SALT Limitation partial work around

Ref: CA Assembly Bill 150 (IRS approval via IRS Notice 2020-75)

IMPORTANT: THIS ONLY APPLIES TO CALIFORNIA INDIVIDUALS WHOSE BUSINESS IS USING A PASS-THROUGH ENTITY SUCH AS AN S CORPORATION, PARTNERSHIP OR LLC.

Executive summary:

  1. State and local tax deduction (SALT) is limited to $10,000 on the federal return itemized deduction. This effectively means that the state income tax paid via the taxpayer’s W2 is not a federal deduction.
  2. If the election is made on the entity return, the entity pays tax on behalf of the shareholder/owner/partner (s/h) equal to 9.3% of the net income from the entity.
  3. The s/h reduces CA income tax withholding on his/her W2 by the same amount.
  4. The federal net income on Form K-1 is reduced the the amount paid to the state, effectively providing a deduction.
  5. The s/h receives a state credit on his/her individual return for the amount paid on his/her behalf. This credit is NOT REFUNDABLE, but can be carried forward five years.

When is the DUE DATE of the payment?

  1. For 2021 calendar year entity: March 15, 2022.
  2. For 2022 through 2025: Greater of $1,000 or 50% of the prior amount due 6/15 of the following year and remainder by the March 15 filing date. (If this date is missed, the entity cannot use this election for that year).

IMPORTANT: For cash-basis individual shareholders (and most are)… THE ABOVE DUE DATES IN ITEMS 1 & 2 ABOVE WOULD CHANGE TO DECEMBER 31, 2021 AND DECEMBER 31, 2022 RESPECTIVELY (not March 15).

Business food 2021 / 2022

Source: Consolidated Appropriations Act, 2021. PL 116-260.

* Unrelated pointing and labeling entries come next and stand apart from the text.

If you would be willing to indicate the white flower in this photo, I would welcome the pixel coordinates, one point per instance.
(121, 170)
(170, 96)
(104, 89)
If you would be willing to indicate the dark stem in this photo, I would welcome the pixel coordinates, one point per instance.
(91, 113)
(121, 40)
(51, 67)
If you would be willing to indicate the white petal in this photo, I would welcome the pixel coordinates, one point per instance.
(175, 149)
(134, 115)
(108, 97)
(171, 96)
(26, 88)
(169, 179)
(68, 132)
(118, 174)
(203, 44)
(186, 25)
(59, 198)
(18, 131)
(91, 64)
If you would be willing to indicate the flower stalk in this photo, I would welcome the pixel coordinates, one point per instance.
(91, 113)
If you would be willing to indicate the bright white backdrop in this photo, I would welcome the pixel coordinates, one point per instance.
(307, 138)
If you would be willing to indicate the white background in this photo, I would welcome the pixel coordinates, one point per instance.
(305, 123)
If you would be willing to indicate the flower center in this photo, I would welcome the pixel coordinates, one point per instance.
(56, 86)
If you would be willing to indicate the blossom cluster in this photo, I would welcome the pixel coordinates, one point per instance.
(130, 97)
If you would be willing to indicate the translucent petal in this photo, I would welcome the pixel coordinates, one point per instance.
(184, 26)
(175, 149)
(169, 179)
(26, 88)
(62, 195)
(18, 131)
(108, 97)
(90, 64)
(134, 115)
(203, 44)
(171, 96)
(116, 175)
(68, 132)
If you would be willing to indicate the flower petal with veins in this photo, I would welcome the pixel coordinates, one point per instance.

100% business deduction for food from restaurant.

For 2021 and 2022, to help the restaurant industry, Congress has removed the 50% limitation for business meals from a restaurant. Restaurant is defined as a business that prepares and sells food or beverages to retail customers for immediate consumption, regardless of whether the food or beverages are consumed on the business’s premises.

Restaurants are not:

  1. grocery, beer, wine or liquor store
  2. vending machine or kiosk
  3. an eating facility located on the employer’s business premises

THE ABOVE CONTINUE TO RECEIVE THE 50% DEDUCTION ‘HAIRCUT.’

In your accounting records for 2021/2022 it will be important that you specifically segregate business food that is not from a restaurant and continues to be subject to the 50% rule.